La déshumanisation sous-tend l’indifférence gouvernementale

Presque tous les groupes minoritaires du Québec se sont levés pour dénoncer, dans la rue, par l’entremise de lettres, de communiqués et de pétitions, le projet de Charte des valeurs du gouvernement. Ceux et celles qui ont connu et qui connaissent la discrimination se sont unis pour dire qu’ils ne mangent pas de ce pain-là, qu’ils ne savent que trop bien reconnaître les fantasmes d’homogénéité, et qu’ils refusent qu’au nom de principes en apparence nobles, l’État crée une sous-classe de citoyens. À ces groupes se sont ajoutés, entre autres, des spécialistes de la santé mentale, des sociologues, et Amnistie internationale.

 

En tant que référence en matière de discrimination, la Commission des droits de la personne a déclaré être inquiète de voir que le gouvernement banalisait les conséquences de sa Charte. Au fil des semaines, et ce, jusque dans le dépôt du projet de loi, il est devenu clair qu’il ne s’agit pas de banalisation, mais d’une indifférence complète, violente.
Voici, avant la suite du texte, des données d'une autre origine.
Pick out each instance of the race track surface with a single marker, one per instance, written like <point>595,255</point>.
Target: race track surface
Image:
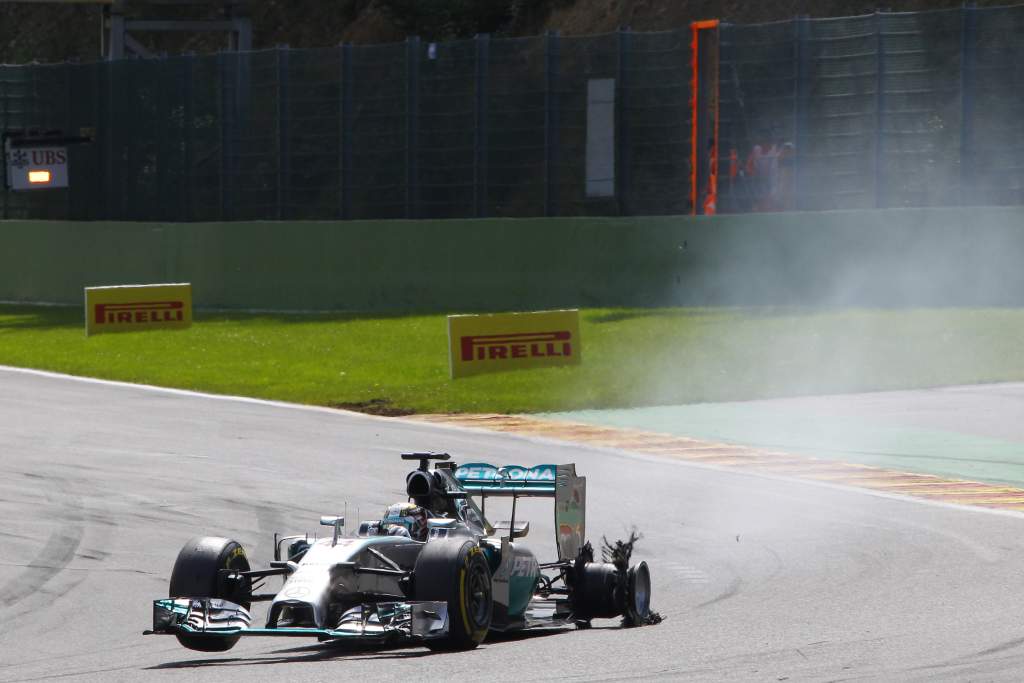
<point>759,578</point>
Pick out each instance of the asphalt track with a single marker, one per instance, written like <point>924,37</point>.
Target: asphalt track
<point>972,432</point>
<point>759,578</point>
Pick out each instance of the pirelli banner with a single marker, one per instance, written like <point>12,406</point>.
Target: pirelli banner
<point>512,341</point>
<point>131,307</point>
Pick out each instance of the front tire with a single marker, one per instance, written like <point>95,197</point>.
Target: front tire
<point>197,574</point>
<point>456,571</point>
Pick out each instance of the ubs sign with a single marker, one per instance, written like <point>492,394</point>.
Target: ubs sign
<point>35,167</point>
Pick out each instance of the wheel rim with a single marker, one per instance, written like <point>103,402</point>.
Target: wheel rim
<point>478,594</point>
<point>641,590</point>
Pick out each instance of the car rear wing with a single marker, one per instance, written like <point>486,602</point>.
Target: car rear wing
<point>557,481</point>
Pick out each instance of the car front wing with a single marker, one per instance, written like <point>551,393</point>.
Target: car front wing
<point>372,623</point>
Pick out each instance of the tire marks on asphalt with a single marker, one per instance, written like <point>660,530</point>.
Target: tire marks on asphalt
<point>57,551</point>
<point>922,486</point>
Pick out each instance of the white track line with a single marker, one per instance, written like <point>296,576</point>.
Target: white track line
<point>543,440</point>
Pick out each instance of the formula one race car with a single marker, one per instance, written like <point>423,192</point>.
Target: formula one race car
<point>432,570</point>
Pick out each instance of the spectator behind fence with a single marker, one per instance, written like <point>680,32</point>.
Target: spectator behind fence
<point>785,189</point>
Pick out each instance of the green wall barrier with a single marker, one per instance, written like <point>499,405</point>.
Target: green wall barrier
<point>889,257</point>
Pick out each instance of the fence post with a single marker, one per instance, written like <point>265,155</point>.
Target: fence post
<point>224,134</point>
<point>188,124</point>
<point>802,32</point>
<point>880,113</point>
<point>345,143</point>
<point>69,71</point>
<point>164,91</point>
<point>968,160</point>
<point>551,99</point>
<point>482,43</point>
<point>111,205</point>
<point>622,130</point>
<point>284,166</point>
<point>412,124</point>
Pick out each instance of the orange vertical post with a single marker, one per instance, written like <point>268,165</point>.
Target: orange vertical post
<point>704,117</point>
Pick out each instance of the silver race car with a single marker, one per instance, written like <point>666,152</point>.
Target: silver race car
<point>432,570</point>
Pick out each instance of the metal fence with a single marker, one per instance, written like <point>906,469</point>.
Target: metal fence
<point>482,127</point>
<point>879,111</point>
<point>889,110</point>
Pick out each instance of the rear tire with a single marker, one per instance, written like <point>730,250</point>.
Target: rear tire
<point>456,571</point>
<point>197,574</point>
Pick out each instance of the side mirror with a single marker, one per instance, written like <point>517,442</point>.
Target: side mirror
<point>519,531</point>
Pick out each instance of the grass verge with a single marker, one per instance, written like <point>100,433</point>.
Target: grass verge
<point>397,365</point>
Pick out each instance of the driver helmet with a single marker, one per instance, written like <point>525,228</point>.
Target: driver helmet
<point>408,516</point>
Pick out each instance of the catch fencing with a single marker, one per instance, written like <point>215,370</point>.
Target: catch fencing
<point>886,110</point>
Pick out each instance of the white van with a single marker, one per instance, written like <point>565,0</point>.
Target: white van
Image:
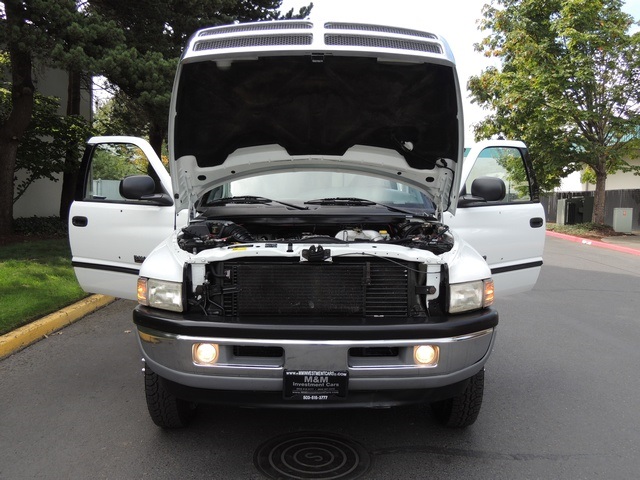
<point>303,251</point>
Le gouvernement n’a manifesté aucune intention de déterminer le nombre de personnes ciblées par la Charte, ou d’enquêter sur la progression de la xénophobie et de l’islamophobie. Il n’y a pas, chez les élus du Parti québécois, même l’ombre d’un souci pour les personnes qui portent le voile, le turban et la kippa et qui risquent d’être congédiées ou d’être incapables de trouver du travail. L’ex-ministre Louise Beaudoin, quant à elle, se réjouit des nouveaux obstacles qui bloqueraient l’accès de certaines personnes aux 500 000 emplois de la fonction publique : « Je ne crois pas que toutes les femmes voilées soient des intégristes, mais je sais que toutes les intégristes sont voilées, cependant. »

 

C’est emmuré dans une logique boiteuse et dans un raisonnement circulaire que le gouvernement persiste envers et contre tous à « s’affirmer » aux dépens des minorités religieuses, sans jamais risquer même un geste pour reconnaître que le taux de chômage des Maghrébins, lorsqu’ils arrivent au Québec, est de l’ordre de 28 %. Au contraire, il semble qu’il y ait là en soi, dans l’indifférence face à l’expérience concrète et à la subjectivité de certaines minorités, un bénéfice politique à gagner.

 

Déshumanisation

 

Une telle indifférence systématique et calculée ne peut provenir que d’une déshumanisation. Les minorités religieuses aux pratiques orthodoxes sont à la fois hypervisibles et invisibles. Leurs membres ont cessé (depuis combien de temps déjà ?) d’être perçus comme des individus et ils dérangent par leur présence même. Ils sont réduits au statut de « symboles ostentatoires », et la majorité est toujours prête à leur montrer la sortie, sans aucune autre forme de procès.

 

Seule une déshumanisation active et soutenue rend possible une discrimination aussi éhontée, aussi « ostentatoire » que celle prônée par la Charte des valeurs. Comme rien ne se perd et rien ne se crée, l’indifférence du gouvernement par rapport à ceux et celles qui devront être laïcisés contre leur gré ne fait que contribuer à son tour à ce phénomène et à en (re)confier la pratique aux Québécois.

 

D’autres peut-être ont l’impression de vivre un moment surréaliste : « Ceci n’est pas une pipe. » Moment où l’on est témoin de la manière par laquelle à force d’être répétées, des aberrations bien formulées deviennent, pour certains, des évidences. Certains opposants à la Charte des valeurs ont insisté pour dire que les signes ostentatoires constituaient un faux problème. Si cela est bien vrai, non seulement la xénophobie et l’islamophobie, quant à elles, sont de vrais problèmes, mais elles constituent aussi deux des défis majeurs du XXIe siècle.

 

Après l’incrédulité et le désarroi, l’action. Réaffirmer son opposition vigoureuse aux agressions psychologiques et économiques de l’État et de ses porte-voix, et clamer haut et fort une solidarité indéfectible face à toutes les formes de répression et de déshumanisation.